Chegamos eu e o meu cônjuge não-gay® na emergência. Ele chegou, nervoso, e disparou “Não temos Unimed”. Normalmente quem não ten Unimed é enviado a uma parteira do SUS que atende numa reserva indígena próxima (uns trezentos quilômetros). Mas graças à lábia do meu cônjuge não-gay® fui atendido ali mesmo. Ainda não era o momento de o Pedro nascer. O enfermeiro disse que não era muito comum homens grávidos naquela época do ano, e que eu era recém o terceiro caso naquele mês. Disse também que era comum desenvolver os nenéns na região do alto ventre, ou até na área da barriga de cerveja mas que o meu caso era mais raro. “Você está com o Pedro no rim”.


Passei o Reveillon paparicado pelos parentes, alguns comprando fraldas, sapatinhos, meinhas de lã para o neném. Tudo amarelo, afinal, não sabíamos ainda se o Pedro ia nascer menino ou menina. Tive desejos estranhos na primeira quinzena de janeiro. Eu TINHA que comer avelãs. E lá foi o meu cônjuge não-gay® comprar avelãs. Aí eu quis avelãs com iogurte de pêssego.
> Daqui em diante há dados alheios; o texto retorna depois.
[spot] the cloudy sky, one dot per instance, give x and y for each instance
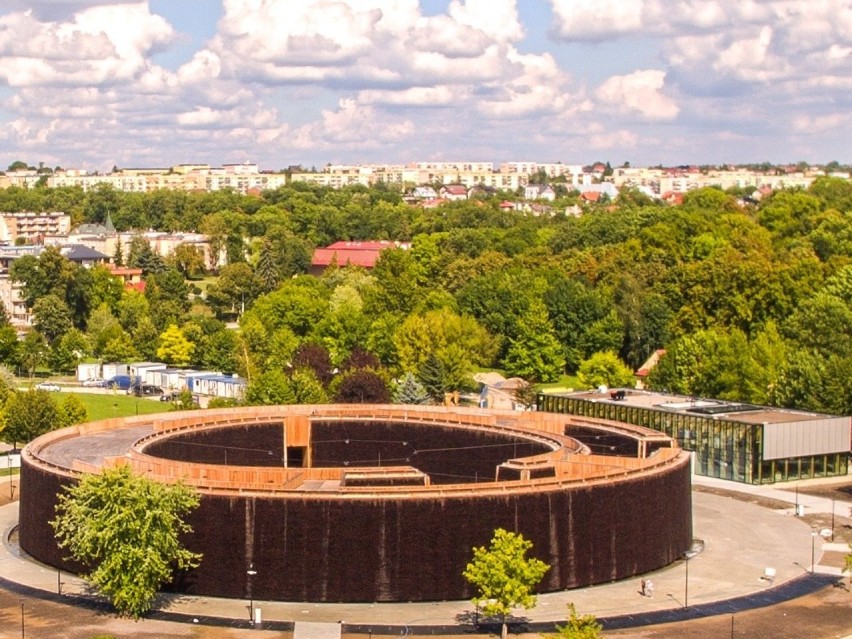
(92, 83)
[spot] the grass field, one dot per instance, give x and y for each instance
(119, 405)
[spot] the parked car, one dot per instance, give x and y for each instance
(171, 396)
(120, 382)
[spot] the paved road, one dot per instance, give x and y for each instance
(741, 540)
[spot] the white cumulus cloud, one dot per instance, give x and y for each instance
(640, 92)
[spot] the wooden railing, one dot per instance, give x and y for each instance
(570, 460)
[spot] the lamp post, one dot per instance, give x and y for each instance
(832, 521)
(813, 548)
(251, 572)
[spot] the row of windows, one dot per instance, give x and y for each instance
(722, 448)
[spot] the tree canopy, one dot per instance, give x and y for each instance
(504, 577)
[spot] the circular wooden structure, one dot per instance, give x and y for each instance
(365, 503)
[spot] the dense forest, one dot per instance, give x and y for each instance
(751, 300)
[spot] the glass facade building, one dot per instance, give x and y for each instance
(745, 443)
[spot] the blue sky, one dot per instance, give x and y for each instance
(96, 83)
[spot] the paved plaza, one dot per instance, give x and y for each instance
(741, 540)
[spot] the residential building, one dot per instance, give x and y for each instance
(363, 254)
(32, 227)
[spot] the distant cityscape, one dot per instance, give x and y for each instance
(508, 176)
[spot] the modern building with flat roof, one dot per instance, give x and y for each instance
(728, 440)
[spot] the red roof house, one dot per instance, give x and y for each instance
(363, 254)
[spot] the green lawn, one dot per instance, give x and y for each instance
(119, 404)
(564, 383)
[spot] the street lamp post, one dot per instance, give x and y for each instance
(832, 521)
(251, 572)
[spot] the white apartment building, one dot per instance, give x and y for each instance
(30, 226)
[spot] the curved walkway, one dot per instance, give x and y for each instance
(741, 540)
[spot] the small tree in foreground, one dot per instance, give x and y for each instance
(577, 627)
(503, 575)
(125, 530)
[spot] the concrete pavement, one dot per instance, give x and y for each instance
(741, 540)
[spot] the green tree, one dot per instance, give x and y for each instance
(504, 576)
(72, 410)
(577, 627)
(535, 354)
(67, 351)
(268, 389)
(32, 352)
(8, 344)
(605, 369)
(456, 340)
(51, 316)
(361, 386)
(408, 390)
(121, 348)
(188, 260)
(146, 338)
(175, 348)
(306, 387)
(29, 414)
(127, 531)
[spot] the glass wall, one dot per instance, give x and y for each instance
(724, 449)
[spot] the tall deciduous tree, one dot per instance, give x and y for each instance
(361, 386)
(503, 575)
(535, 354)
(175, 348)
(604, 369)
(126, 530)
(29, 414)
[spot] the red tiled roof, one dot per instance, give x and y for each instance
(363, 254)
(381, 245)
(365, 258)
(124, 270)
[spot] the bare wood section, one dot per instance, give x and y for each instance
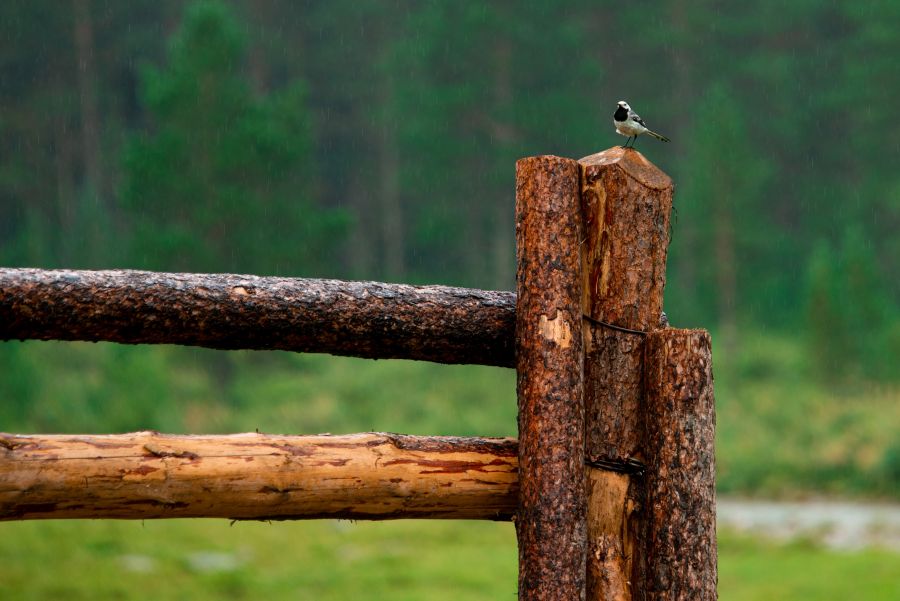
(625, 203)
(680, 533)
(550, 522)
(148, 475)
(359, 319)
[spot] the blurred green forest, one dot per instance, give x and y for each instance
(358, 139)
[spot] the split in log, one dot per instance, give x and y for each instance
(147, 475)
(551, 521)
(625, 202)
(358, 319)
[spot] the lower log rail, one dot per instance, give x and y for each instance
(148, 475)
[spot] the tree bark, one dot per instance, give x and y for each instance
(680, 531)
(360, 319)
(550, 522)
(255, 476)
(626, 203)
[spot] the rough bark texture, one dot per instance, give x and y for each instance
(550, 522)
(360, 319)
(255, 476)
(680, 534)
(625, 203)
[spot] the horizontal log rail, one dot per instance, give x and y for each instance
(147, 475)
(221, 311)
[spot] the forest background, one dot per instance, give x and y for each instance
(377, 140)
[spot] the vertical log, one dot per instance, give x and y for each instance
(550, 522)
(680, 530)
(626, 203)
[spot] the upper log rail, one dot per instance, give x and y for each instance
(358, 319)
(147, 475)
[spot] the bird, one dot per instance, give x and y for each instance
(628, 123)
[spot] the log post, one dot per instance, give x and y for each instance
(550, 522)
(625, 202)
(146, 475)
(679, 534)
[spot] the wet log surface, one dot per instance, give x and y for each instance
(625, 204)
(680, 530)
(147, 475)
(220, 311)
(550, 523)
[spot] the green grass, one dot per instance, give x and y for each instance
(198, 560)
(755, 570)
(210, 559)
(779, 434)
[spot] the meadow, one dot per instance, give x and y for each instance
(780, 435)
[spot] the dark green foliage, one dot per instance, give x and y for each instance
(221, 183)
(851, 320)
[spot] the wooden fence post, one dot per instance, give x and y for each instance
(679, 534)
(626, 203)
(550, 522)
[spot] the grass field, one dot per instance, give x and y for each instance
(198, 560)
(779, 435)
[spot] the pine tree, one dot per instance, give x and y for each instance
(221, 180)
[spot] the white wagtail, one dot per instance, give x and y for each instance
(628, 123)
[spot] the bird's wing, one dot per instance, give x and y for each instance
(637, 118)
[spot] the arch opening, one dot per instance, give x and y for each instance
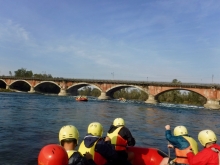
(2, 84)
(128, 93)
(47, 88)
(20, 86)
(84, 89)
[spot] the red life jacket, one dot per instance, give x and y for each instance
(117, 140)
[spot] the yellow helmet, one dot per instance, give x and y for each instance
(118, 122)
(206, 136)
(180, 130)
(68, 132)
(95, 129)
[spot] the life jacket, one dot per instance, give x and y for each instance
(70, 153)
(216, 150)
(119, 142)
(181, 156)
(97, 157)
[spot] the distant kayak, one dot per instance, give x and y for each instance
(122, 99)
(147, 156)
(81, 98)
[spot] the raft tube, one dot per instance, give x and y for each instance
(146, 156)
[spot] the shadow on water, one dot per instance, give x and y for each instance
(30, 121)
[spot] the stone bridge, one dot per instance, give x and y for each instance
(107, 87)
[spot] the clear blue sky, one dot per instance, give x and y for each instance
(154, 40)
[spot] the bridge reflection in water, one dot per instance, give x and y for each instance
(107, 87)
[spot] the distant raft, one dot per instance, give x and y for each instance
(122, 99)
(147, 156)
(81, 98)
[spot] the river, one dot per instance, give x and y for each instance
(30, 121)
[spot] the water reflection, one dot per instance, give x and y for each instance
(28, 122)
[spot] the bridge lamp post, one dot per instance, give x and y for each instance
(112, 75)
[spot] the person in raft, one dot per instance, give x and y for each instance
(210, 154)
(52, 154)
(68, 138)
(121, 137)
(181, 142)
(102, 151)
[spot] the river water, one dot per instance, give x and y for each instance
(30, 121)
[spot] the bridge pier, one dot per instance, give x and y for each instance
(103, 96)
(31, 90)
(151, 100)
(62, 92)
(212, 104)
(7, 87)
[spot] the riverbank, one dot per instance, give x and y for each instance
(5, 90)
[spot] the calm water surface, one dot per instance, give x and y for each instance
(29, 121)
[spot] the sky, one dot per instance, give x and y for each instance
(141, 40)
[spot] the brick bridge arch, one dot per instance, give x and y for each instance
(110, 91)
(210, 91)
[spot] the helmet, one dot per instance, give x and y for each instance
(52, 154)
(118, 122)
(206, 136)
(95, 128)
(68, 132)
(180, 130)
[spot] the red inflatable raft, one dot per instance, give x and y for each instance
(147, 156)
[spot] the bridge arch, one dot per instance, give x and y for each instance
(74, 88)
(175, 89)
(49, 87)
(42, 82)
(19, 81)
(110, 91)
(195, 90)
(3, 83)
(19, 85)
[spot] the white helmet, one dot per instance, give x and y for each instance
(119, 122)
(206, 136)
(180, 130)
(68, 132)
(95, 129)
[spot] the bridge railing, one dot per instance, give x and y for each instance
(128, 82)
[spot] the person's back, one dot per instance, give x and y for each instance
(181, 141)
(121, 137)
(68, 137)
(52, 154)
(101, 150)
(210, 154)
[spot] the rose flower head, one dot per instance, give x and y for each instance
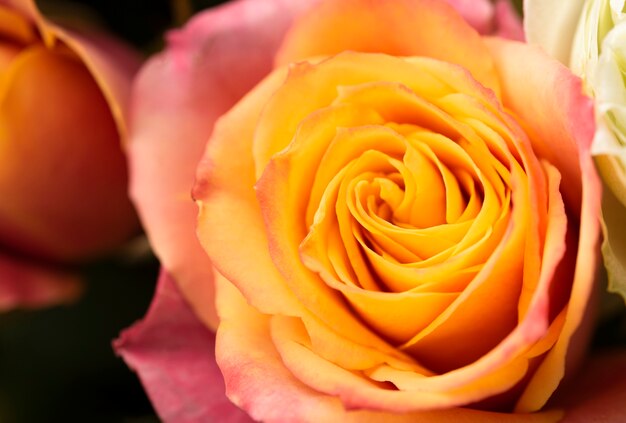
(590, 37)
(400, 218)
(63, 177)
(408, 213)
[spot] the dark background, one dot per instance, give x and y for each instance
(57, 364)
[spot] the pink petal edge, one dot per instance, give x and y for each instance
(208, 66)
(174, 356)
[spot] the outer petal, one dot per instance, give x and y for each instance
(420, 28)
(178, 95)
(562, 125)
(552, 24)
(173, 353)
(111, 63)
(258, 381)
(72, 201)
(24, 284)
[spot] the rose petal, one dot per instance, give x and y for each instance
(110, 62)
(257, 380)
(562, 128)
(178, 95)
(508, 22)
(84, 209)
(26, 285)
(173, 353)
(420, 28)
(551, 24)
(478, 13)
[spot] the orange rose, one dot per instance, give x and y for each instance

E lá foi o meu cônjuge não-gay® comprar o iogurte. Aí eu quis as avelãs misturadas no feijão. E lá foi o meu cônjuge não-gay® misturar as avelãs no feijão. “Agora mistura no sorvete”, disse eu. Ad Infinitum. Dia quinze fui eu pro tal do seu obstetrício que massageou o meu rim e disse, preocupado. “Não estou conseguindo mais encontrar o Pedro no teu rim”. Antes que o meu mundo caísse fui fazer a tal da ecografia. Nem a minha preocupação tirou a mágica do momento. Conselho à vocês: Façam ecografia uma vez na vida, pelo menos. É lindo. A mocinha manda baixar as calças até meio mastro, p passa um gel na barriga e começa a passar aquela máquina. E nada do Pedrinho. Passou aqui, ali. E nada do Pedrinho! “Vai ver ele migrou pro esquerdo”. E NADA DO PEDRINHO! NADA! Ela me olhou com uma cara de pêsame e disparou. “Tu deve ter eliminado o Pedro pela urina”.


Fui comer um xis pensando na insignificância da vida humana.